2 minute read
My Day Job And Creativity
January 4, 2017
In school I trained in an engineering curriculum and I’m relatively new to the creativity thing, so now I think a lot about the meaning behind my creative work and how I do it. Other creative people around me have a range of approaches to what they make, and it seems I’m on the more metered end of the spectrum. Sometimes I question my thoughtful approach, and so to be more spontaneous I go out into the nearby environment with just a camera to see what I can find, normally I don’t even have a goal other than just finding a few patterns to go with but sometimes I have nothing in mind when I walk away from my day job into the meadow. Random spontaneous walks with the camera help me to forget the structure demanded by the day job and helps me think in more abstract ways. It also gives me the opportunity to think more about what I see through all the looking that I do.
Since everyone has a phone and they can all make snapshots, I wanted to do more than just that.

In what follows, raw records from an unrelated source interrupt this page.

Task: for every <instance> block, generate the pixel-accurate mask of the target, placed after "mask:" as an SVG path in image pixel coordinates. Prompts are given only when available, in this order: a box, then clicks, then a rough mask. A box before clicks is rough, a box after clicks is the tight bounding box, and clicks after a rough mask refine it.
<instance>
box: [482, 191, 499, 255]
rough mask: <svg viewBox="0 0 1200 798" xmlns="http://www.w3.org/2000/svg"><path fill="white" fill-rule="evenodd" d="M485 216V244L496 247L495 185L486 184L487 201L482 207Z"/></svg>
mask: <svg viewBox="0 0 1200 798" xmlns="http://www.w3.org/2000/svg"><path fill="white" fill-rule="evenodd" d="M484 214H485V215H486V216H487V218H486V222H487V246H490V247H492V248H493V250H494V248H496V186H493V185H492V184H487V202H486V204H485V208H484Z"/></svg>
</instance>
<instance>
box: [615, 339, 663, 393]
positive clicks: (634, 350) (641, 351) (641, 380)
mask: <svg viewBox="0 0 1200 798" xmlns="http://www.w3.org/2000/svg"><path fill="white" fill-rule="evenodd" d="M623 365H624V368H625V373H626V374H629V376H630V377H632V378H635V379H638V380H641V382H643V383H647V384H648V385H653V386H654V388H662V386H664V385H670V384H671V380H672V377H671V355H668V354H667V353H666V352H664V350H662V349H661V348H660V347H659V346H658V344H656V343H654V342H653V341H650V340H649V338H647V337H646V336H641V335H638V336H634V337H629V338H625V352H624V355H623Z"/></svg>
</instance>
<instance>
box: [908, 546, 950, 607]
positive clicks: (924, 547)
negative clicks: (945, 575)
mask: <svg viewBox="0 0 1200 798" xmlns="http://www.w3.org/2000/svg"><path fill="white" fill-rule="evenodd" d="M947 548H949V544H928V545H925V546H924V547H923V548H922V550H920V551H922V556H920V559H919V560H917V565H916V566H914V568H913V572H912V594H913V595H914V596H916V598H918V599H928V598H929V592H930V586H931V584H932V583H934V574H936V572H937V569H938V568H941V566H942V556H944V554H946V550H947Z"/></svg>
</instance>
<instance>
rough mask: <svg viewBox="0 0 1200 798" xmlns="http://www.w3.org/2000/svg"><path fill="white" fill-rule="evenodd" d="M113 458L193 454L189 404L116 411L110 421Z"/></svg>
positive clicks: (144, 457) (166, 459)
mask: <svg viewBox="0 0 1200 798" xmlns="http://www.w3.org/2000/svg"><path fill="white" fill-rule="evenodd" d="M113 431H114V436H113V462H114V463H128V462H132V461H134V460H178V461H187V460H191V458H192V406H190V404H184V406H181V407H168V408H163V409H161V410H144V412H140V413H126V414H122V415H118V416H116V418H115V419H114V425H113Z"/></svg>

Part of my walking around and shooting is an exercise in thinking abstractly about what I see because, as you may have read from Myesha’s postings, my tendency is to look at the big picture (landscape) instead of the details. So walking around helps me think more clearly. I challenge myself to find interesting contrasts and shape analogies, and normally monochrome works best for this type of composition because it allows focus on the abstract form instead of color. With all the snow on the ground now it’s easy to walk around the property and find things to make into images.
I’ve always been fascinated with winter — cold winter, not southern us winter. When I lived in Chicago people used to complain about the snow and cold and I never understood why because my favorite times were during snowstorms. Moving back to Houston and 75 degree decembers was an anti-climax that I couldn’t get used to.
Now we hike in the snow above our knees, and I’m able to combine the joy of subzero hiking at night with our son with thinking creatively about imaging.